I cannot explain how I got here, to authorial feeling. I don’t know if it was one switch, or a slow movement towards the way of being that made it easiest to do what I wanted most: speak. As far as I am concerned, it is the only way to tame the naked posture of dysfluency. I cannot afford to be nervous, so I am not. This authority works well enough: I find myself able to speak to halls full of people, and to my roommate. Sometimes, though, it’s not quite so simple to know how to create emotions for new stresses. If I haven't experienced it before, I can’t calibrate an appropriate reaction, the one that makes others comfortable in its normalcy. This scares me. Someday I’ll call my dad and he won’t pick up, because he’ll have died. If, in my monumental confusion about how to feel, I sigh or laugh or simply fail to feel the right sort of sad, what will that mean?

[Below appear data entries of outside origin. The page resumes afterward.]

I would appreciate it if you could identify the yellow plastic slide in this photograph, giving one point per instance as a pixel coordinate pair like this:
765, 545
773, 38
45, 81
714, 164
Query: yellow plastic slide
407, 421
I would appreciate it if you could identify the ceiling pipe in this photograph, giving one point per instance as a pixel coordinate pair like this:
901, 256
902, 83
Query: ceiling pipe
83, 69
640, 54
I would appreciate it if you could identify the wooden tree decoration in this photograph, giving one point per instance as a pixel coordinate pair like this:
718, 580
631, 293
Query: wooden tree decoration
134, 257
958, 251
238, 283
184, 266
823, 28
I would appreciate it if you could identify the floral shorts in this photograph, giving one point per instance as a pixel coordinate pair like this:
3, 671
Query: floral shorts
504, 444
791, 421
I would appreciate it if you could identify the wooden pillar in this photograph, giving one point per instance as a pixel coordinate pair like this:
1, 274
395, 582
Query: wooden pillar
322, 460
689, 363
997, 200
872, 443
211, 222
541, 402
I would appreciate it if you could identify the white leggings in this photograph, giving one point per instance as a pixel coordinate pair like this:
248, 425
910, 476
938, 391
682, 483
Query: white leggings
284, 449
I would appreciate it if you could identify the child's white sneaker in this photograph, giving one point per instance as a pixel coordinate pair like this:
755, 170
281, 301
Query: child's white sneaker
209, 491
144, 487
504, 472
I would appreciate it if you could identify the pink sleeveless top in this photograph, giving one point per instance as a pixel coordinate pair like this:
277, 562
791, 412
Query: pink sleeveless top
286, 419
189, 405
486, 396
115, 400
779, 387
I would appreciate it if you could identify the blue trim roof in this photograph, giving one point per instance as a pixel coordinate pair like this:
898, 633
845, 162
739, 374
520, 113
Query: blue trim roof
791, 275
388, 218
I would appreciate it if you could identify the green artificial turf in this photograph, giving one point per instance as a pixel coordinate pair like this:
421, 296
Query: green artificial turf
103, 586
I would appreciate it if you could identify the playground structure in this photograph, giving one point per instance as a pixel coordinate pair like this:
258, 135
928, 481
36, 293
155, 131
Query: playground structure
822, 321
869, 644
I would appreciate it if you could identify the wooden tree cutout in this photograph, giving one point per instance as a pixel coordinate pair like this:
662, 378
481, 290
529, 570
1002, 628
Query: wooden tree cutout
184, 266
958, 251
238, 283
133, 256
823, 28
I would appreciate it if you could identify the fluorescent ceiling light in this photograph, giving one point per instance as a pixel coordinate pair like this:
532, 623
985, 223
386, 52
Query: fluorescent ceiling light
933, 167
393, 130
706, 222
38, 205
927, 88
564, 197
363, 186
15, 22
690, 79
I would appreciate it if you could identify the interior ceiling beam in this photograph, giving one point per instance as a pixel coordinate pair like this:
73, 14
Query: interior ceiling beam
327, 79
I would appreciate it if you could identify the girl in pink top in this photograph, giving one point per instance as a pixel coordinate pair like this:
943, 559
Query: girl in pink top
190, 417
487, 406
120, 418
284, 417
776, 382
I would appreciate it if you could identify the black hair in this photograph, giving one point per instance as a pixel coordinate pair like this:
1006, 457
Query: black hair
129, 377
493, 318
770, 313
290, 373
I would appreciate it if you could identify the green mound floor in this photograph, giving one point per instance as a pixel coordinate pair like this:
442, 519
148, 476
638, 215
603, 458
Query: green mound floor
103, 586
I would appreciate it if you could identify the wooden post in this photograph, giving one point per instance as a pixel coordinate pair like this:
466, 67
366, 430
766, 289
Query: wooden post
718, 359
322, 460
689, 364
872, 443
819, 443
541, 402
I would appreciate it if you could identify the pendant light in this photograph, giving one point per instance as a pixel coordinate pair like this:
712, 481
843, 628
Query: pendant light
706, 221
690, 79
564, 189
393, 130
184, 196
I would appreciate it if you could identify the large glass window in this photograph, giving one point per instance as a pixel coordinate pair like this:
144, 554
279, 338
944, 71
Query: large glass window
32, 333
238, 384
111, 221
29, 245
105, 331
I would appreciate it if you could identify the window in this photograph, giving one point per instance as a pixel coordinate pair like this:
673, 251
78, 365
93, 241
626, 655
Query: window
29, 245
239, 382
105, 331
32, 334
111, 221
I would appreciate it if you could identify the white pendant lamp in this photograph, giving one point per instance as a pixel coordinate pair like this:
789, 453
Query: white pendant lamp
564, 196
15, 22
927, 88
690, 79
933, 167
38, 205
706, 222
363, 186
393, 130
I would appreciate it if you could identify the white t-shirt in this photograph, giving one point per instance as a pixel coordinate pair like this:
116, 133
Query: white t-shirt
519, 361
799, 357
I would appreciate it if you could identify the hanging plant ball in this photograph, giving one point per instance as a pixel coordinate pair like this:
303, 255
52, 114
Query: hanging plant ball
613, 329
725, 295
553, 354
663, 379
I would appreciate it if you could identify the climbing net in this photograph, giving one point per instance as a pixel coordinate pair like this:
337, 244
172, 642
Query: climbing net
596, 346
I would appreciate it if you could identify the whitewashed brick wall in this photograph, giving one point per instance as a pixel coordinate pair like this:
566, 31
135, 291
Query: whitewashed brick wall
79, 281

Good people are the people who feel the right things at the right time.
In these circumstances, feeling begins to degenerate into a technical act. A goal is set by my desire for communicative intimacy and, like any piece of technology in the broadest sense, my emotions configure themselves so that I can achieve my goal most efficiently. One would think that you could not put a value on an emotion; in this regime, not only does each feeling have value, but its value is precisely calculable — how well does this feeling accommodate the interests of the people around me? A precinct of my life is carefully, even lovingly, folded into the soulless estate of technique.

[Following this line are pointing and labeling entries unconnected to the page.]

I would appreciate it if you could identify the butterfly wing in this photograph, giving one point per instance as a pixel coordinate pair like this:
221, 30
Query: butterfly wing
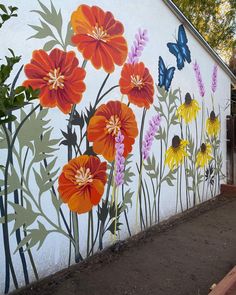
169, 76
182, 44
176, 50
161, 72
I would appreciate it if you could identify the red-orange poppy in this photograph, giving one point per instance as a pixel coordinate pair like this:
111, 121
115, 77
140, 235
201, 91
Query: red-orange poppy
107, 121
58, 77
137, 83
99, 37
81, 183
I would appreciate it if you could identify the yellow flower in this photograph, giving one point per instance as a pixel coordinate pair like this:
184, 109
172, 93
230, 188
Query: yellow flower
176, 152
213, 125
188, 110
204, 155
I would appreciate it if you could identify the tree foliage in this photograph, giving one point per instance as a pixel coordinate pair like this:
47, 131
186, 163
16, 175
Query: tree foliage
215, 20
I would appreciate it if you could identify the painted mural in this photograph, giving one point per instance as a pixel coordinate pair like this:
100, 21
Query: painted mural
105, 146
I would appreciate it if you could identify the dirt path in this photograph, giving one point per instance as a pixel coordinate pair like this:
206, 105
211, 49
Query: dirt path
182, 257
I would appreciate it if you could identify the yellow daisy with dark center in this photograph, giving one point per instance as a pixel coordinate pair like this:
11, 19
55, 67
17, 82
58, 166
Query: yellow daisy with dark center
213, 124
188, 110
176, 152
204, 155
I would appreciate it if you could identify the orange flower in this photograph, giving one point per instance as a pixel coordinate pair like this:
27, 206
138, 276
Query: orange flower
107, 121
138, 84
58, 77
81, 183
99, 37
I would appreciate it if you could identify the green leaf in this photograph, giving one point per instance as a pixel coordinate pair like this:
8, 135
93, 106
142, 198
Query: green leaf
3, 8
35, 236
23, 215
69, 34
10, 217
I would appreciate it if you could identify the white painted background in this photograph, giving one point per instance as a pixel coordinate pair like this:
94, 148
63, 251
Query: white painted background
162, 27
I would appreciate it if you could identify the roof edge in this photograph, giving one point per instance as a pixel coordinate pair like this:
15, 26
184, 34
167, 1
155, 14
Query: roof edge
178, 13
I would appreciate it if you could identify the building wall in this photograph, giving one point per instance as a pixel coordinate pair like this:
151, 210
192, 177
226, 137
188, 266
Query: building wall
44, 235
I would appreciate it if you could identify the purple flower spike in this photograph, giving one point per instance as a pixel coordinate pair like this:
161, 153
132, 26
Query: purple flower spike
119, 159
214, 79
154, 125
138, 46
199, 79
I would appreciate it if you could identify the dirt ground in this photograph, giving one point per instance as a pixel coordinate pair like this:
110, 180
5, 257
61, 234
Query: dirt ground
183, 256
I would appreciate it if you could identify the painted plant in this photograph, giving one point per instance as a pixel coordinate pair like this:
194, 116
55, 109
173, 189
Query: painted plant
107, 146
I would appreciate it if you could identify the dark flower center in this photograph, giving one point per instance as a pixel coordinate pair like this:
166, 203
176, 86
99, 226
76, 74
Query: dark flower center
188, 99
203, 148
176, 141
212, 116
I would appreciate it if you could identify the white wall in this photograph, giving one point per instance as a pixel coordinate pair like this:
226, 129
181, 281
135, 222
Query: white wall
162, 28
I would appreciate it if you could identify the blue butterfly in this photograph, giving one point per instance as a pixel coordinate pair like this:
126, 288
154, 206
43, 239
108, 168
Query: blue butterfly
165, 75
180, 49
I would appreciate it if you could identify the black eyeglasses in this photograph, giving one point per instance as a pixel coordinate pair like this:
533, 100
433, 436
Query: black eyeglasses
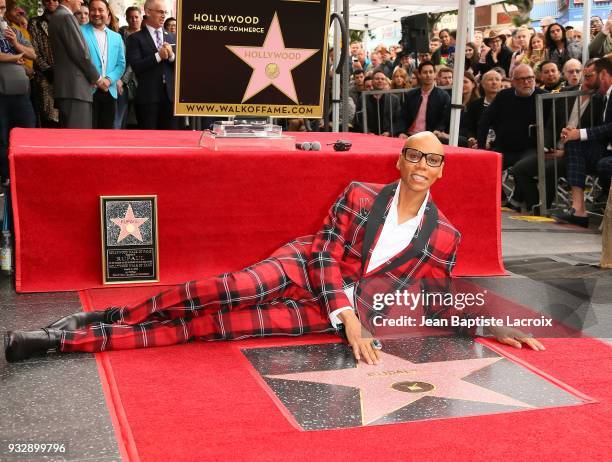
415, 156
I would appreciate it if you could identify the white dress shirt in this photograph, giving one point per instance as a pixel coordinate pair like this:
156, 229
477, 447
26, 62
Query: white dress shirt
153, 33
393, 239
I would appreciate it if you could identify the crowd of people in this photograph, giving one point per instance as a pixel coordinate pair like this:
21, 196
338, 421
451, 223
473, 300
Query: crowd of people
74, 67
504, 71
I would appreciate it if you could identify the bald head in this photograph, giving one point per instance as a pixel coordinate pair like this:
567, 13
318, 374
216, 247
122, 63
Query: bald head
425, 142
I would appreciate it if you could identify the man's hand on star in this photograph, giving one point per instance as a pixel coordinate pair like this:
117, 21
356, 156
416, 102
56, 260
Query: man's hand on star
570, 134
359, 338
515, 338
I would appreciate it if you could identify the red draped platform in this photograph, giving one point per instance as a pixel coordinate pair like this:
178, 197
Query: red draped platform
218, 211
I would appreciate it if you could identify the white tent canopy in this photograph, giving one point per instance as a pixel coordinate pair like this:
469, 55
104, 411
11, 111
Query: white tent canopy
371, 14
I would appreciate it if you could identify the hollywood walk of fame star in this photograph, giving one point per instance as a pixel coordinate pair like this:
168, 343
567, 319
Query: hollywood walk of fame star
129, 224
272, 63
395, 383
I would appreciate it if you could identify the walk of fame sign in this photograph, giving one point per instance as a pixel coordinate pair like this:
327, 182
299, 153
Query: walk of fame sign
422, 378
129, 239
245, 58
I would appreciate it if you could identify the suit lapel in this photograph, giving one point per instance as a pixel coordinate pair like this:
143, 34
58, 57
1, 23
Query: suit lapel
374, 227
375, 221
148, 38
91, 37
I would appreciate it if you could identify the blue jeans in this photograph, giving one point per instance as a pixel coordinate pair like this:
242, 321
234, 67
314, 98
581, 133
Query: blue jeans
15, 111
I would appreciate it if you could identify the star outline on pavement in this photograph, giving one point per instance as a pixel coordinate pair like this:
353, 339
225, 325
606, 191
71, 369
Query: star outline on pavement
129, 225
450, 373
259, 79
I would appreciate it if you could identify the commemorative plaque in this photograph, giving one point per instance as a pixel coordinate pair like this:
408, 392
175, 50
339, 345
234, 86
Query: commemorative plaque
244, 58
129, 239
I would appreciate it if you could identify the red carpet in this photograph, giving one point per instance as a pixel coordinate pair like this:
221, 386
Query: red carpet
200, 402
218, 211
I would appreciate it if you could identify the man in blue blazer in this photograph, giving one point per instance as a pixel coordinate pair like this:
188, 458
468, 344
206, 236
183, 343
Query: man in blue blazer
107, 54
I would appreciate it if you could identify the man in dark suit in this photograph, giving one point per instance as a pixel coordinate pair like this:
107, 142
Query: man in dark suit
375, 239
586, 146
426, 107
150, 52
75, 74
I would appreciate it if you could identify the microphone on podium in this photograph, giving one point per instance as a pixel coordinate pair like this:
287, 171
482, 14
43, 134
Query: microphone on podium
308, 146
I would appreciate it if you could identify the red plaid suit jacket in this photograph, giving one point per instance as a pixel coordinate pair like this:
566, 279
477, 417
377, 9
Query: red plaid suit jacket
332, 259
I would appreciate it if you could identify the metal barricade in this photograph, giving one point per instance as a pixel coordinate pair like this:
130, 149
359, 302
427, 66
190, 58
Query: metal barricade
568, 101
364, 109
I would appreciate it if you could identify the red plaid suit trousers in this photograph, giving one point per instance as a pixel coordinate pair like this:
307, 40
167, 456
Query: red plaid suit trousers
257, 301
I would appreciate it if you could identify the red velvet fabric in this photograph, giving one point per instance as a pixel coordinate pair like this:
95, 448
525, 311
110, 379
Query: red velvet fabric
218, 211
202, 401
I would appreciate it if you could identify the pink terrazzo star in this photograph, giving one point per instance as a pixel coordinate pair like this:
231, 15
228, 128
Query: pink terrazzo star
129, 224
272, 63
396, 382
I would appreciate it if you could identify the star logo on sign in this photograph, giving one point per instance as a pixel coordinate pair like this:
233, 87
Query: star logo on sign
272, 63
395, 383
129, 224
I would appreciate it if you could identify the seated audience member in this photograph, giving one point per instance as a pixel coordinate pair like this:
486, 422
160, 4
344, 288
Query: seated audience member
46, 112
426, 108
585, 147
444, 77
601, 44
107, 53
491, 85
550, 77
82, 14
470, 94
497, 54
383, 110
512, 115
15, 106
443, 55
558, 47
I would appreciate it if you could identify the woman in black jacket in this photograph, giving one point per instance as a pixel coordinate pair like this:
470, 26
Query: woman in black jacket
498, 54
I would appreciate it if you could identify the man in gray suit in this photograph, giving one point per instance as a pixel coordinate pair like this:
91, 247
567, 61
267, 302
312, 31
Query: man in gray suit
75, 74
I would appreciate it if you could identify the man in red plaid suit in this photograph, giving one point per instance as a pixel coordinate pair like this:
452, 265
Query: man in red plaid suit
315, 283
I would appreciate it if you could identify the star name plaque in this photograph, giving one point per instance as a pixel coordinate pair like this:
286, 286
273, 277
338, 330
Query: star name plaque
245, 58
129, 239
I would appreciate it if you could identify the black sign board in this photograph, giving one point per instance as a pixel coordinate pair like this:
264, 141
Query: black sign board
252, 58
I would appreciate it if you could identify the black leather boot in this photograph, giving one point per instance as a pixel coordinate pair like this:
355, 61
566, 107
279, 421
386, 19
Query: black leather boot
20, 345
78, 320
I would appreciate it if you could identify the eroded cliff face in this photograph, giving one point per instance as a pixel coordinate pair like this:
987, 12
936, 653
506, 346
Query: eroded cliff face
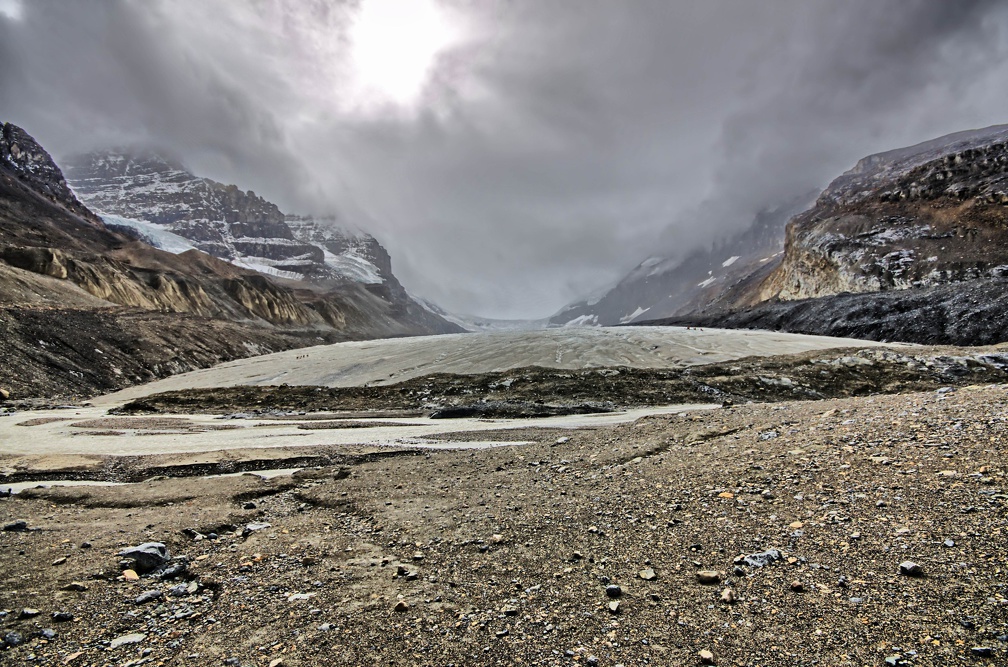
920, 217
86, 308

If I remember correctly, I used to spend half of my energy knowing, and the other half feeling. The energy I spent feeling would generally create and name emotions for me. Now, those feelings are just a function of more knowing. Knowing is just about all I do. I spin around, pointing my finger at the people that surround me as I identify them, and name their relationship to me in terms that soothe.

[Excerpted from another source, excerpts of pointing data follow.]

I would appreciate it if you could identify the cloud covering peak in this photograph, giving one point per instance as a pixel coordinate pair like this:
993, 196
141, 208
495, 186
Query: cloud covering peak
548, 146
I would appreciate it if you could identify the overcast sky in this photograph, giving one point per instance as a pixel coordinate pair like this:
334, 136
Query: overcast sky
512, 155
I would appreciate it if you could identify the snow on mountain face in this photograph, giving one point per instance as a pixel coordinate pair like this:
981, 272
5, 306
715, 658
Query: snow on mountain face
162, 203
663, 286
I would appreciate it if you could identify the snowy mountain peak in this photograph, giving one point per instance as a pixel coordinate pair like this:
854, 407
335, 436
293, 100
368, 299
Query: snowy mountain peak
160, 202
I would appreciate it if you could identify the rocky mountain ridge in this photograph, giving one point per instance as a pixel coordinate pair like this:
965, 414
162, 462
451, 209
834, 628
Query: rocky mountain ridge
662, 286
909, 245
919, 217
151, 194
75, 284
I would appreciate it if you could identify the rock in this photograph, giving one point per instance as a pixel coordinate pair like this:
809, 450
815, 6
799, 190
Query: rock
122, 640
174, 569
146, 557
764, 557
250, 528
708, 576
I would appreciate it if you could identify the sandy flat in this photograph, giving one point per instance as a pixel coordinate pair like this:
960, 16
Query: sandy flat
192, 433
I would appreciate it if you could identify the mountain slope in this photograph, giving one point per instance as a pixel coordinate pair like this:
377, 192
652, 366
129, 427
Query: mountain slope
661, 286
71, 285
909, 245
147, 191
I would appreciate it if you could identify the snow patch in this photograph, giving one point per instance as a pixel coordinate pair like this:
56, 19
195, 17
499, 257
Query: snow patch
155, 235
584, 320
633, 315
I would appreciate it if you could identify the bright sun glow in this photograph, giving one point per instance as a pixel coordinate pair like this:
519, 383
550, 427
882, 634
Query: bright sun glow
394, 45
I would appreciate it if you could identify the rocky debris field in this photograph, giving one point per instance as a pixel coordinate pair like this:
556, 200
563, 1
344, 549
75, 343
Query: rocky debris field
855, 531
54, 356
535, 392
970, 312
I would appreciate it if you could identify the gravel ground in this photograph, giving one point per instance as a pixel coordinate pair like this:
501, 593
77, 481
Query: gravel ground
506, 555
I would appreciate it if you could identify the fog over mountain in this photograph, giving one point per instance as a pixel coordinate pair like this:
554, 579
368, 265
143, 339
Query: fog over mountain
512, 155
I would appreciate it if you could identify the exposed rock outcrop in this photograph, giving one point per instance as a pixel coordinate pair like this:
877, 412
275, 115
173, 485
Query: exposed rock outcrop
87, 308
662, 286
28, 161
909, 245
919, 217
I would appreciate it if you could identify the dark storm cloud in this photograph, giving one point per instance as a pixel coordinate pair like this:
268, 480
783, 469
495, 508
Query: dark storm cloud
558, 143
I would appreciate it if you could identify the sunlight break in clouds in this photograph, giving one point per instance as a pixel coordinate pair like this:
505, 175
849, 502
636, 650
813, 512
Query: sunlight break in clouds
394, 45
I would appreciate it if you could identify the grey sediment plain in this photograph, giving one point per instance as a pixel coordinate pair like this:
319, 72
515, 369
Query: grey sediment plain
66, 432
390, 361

I am still, occasionally, dysfluent. In the last few years, though, since I moved away from home, I’ve realized that there is another way to respond when I expect to stutter. Instead of expending my attention producing useful emotions, which might provide just enough space for me to construct ever newer and ever more circumspect verbal structures for my thinking, I could refrain from speaking altogether. Maybe the word as such is already an imposition, inhumanely privileging the concept over other, more delicate couriers of meaning. In silence, new dispositions become possible, along with new modes of experiencing them together. We can communicate in the quasi-languages of images and sounds, through the postures of our body and the tempo of the faint wheezes that drift in and out of our lungs. We can also communicate through facts; that fact of our physical proximity, the fact of our recurring eye contact, the fact that we have made no plans to leave.